Inference of the D. exilis effective population size revealed a decline that started more than 10,000 years ago and reached a minimum between 2,000 and 1,000 years ago (Fig. 3e). Then, a steep increase of the effective population size occurred to a level that was approximately 100-fold higher compared to the bottleneck.
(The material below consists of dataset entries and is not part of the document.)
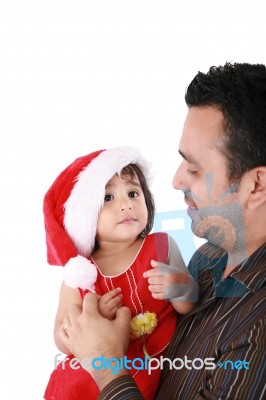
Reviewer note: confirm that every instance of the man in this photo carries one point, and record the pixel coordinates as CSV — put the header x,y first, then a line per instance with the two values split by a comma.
x,y
218,350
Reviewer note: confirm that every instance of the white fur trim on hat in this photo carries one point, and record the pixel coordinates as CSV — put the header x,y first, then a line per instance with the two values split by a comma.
x,y
79,272
87,196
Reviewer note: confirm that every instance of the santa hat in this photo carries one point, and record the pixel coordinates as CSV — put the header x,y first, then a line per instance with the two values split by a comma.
x,y
72,206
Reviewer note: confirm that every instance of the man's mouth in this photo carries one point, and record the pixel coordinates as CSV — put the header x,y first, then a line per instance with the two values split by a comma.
x,y
190,203
127,220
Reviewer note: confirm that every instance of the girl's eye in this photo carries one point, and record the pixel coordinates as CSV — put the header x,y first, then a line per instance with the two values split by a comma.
x,y
133,193
191,172
108,197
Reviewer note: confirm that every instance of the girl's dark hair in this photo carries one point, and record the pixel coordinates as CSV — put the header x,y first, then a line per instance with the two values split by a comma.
x,y
239,91
133,170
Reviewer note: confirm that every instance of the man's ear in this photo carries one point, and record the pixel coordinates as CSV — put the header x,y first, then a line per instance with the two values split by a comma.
x,y
257,193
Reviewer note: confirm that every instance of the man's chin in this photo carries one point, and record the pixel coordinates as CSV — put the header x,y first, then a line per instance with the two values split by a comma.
x,y
216,230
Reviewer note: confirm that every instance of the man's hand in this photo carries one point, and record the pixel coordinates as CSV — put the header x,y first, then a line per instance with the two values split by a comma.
x,y
110,302
89,335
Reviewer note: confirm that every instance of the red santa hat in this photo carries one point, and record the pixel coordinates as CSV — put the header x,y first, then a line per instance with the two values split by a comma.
x,y
72,206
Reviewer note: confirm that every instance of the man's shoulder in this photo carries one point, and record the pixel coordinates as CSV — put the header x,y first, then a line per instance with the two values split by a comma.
x,y
206,257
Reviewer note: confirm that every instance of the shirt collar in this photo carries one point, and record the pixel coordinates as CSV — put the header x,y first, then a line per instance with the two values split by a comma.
x,y
252,271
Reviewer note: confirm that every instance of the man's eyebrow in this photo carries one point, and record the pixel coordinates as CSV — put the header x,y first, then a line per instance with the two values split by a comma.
x,y
189,158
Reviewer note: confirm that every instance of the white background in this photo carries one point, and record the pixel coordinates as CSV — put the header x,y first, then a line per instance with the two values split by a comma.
x,y
76,76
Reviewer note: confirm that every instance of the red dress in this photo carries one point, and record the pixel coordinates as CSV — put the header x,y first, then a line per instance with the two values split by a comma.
x,y
77,384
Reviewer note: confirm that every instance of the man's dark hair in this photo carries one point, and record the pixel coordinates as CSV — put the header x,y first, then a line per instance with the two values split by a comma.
x,y
239,91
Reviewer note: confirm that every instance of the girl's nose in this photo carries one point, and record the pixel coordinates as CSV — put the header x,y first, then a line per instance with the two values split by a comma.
x,y
126,204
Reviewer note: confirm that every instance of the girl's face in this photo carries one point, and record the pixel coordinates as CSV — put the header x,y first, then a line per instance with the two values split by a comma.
x,y
124,214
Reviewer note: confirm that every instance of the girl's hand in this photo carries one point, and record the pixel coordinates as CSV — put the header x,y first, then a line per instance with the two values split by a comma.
x,y
167,282
110,302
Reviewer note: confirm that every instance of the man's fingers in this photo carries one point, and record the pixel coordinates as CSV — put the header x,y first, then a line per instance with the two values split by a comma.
x,y
74,311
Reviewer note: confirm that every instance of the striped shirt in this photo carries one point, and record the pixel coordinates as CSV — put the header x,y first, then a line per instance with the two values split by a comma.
x,y
227,325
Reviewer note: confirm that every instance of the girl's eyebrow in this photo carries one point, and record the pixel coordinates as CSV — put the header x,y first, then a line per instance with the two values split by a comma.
x,y
189,158
127,181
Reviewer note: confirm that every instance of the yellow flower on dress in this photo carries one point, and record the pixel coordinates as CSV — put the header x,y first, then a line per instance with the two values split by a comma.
x,y
143,324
Genomic footprints of selection and domestication

We used three complementary approaches to detect genomic regions under selection: (i) a composite likelihood-ratio (CLR) test based on site frequency spectrum (SFS)³⁷, (ii) the nucleotide diversity (π) ratios between D. exilis and D. longiflora over sliding genomic windows, and (iii) the genetic differentiation based on F_ST calculations, again computed over sliding windows. With the CLR test, 78 regions were identified as candidates for signatures of selection. The genetic diversity ratios and F_ST calculations revealed 311 and 208 regions, respectively (Fig. 4, Supplementary Data 3). We then searched for the presence of orthologs of known domestication genes in the regions under selection. The most striking candidate was one of the two orthologs of the rice grain size GS5 gene³⁸ (Dexi3A01G0012320 referred to as DeGS5-3A) that was detected by genetic diversity ratio and F_ST based calculations (Fig. 4). GS5 regulates grain width and weight in rice. D. exilis showed a dramatic loss of genetic diversity at the DeGS5-3A gene (Fig. 5a and b). Domestication of fonio is associated with wider grains of D. exilis compared to grains of D. longiflora (Fig. 5c). The region of the GS5 ortholog on chromosome 3B (DeGS5-3B) was not identified as being under selection and showed higher levels of nucleotide diversity than the DeGS5-3A region (Fig. 5a and b). Only the DeGS5-3A but not the DeGS5-3B transcript was detected in the D. exilis RNA-Seq data from grains. This is in agreement with observations made in rice³⁸, where a dominant mutation resulting in increased GS5 transcript levels affects grain size.

Figure 4. Detection of selection in fonio.

Manhattan plots showing detection of selection along the genome based on π ratio, F_ST and SweeD (from top to bottom). The location of orthologous genes of major seed shattering and plant architecture genes are indicated in the Manhattan plots. The black dashed lines indicate the 1% threshold. Some extreme outliers in the π ratio plot are not shown.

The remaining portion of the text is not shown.